Re: [PATCH v2] mm: per-thread vma caching

From: Michel Lespinasse
Date: Wed Feb 26 2014 - 02:52:50 EST


On Tue, Feb 25, 2014 at 8:04 PM, Davidlohr Bueso <davidlohr@xxxxxx> wrote:
> On Tue, 2014-02-25 at 18:04 -0800, Michel Lespinasse wrote:
>> On Tue, Feb 25, 2014 at 10:16 AM, Davidlohr Bueso <davidlohr@xxxxxx> wrote:
>> > This patch is a continuation of efforts trying to optimize find_vma(),
>> > avoiding potentially expensive rbtree walks to locate a vma upon faults.
>> > The original approach (https://lkml.org/lkml/2013/11/1/410), where the
>> > largest vma was also cached, ended up being too specific and random, thus
>> > further comparison with other approaches were needed. There are two things
>> > to consider when dealing with this, the cache hit rate and the latency of
>> > find_vma(). Improving the hit-rate does not necessarily translate in finding
>> > the vma any faster, as the overhead of any fancy caching schemes can be too
>> > high to consider.
>>
>> Actually there is also the cost of keeping the cache up to date. I'm
>> not saying that it's an issue in your proposal - I like the proposal,
>> especially now that you are replacing the per-mm cache rather than
>> adding something on top - but it is a factor to consider.
>
> True, although numbers show that the cost of maintaining the cache is
> quite minimal. Invalidations are a free lunch (except in the rare event
> of a seqnum overflow), so the updating part would consume the most
> cycles, but then again, the hit rate is quite good so I'm not worried
> about that either.

Yes. I like your patch precisely because it keeps maintainance costs low.

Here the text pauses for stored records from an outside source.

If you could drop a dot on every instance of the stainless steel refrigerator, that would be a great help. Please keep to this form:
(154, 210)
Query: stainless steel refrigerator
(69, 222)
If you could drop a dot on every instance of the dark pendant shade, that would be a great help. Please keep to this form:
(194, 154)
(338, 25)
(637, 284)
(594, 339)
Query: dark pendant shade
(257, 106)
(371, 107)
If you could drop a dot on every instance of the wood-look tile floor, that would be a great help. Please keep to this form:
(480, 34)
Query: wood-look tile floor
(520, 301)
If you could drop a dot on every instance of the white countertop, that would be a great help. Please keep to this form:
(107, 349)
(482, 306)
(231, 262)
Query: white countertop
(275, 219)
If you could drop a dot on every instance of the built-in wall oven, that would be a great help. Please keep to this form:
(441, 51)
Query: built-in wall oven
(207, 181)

>> > +void vmacache_invalidate_all(void)
>> > +{
>> > + struct task_struct *g, *p;
>> > +
>> > + rcu_read_lock();
>> > + for_each_process_thread(g, p) {
>> > + /*
>> > + * Only flush the vmacache pointers as the
>> > + * mm seqnum is already set and curr's will
>> > + * be set upon invalidation when the next
>> > + * lookup is done.
>> > + */
>> > + memset(p->vmacache, 0, sizeof(p->vmacache));
>> > + }
>> > + rcu_read_unlock();
>> > +}
>>
>> Two things:
>>
>> - I believe we only need to invalidate vma caches for threads that
>> share a given mm ? we should probably pass in that mm in order to
>> avoid over-invalidation
>
> I think you're right, since the overflows will always occur on
> mm->seqnum, tasks that do not share the mm shouldn't be affected.
>
> So the danger here is that when a lookup occurs, vmacache_valid() will
> return true, having:
>
> mm == curr->mm && mm->vmacache_seqnum == curr->vmacache_seqnum (both 0).
>
> Then we just iterate the cache and potentially return some bugus vma.
>
> However, since we're now going to reset the seqnum on every fork/clone
> (before it was just the oldmm->seqnum + 1 thing), I doubt we'll ever
> overflow.

I'm concerned about it *precisely* because it won't happen often, and
so it'd be hard to debug if we had a problem there. 64 bits would be
safe, but a 32-bit counter doesn't take that long to overflow, and I'm
sure it will happen once in a while in production.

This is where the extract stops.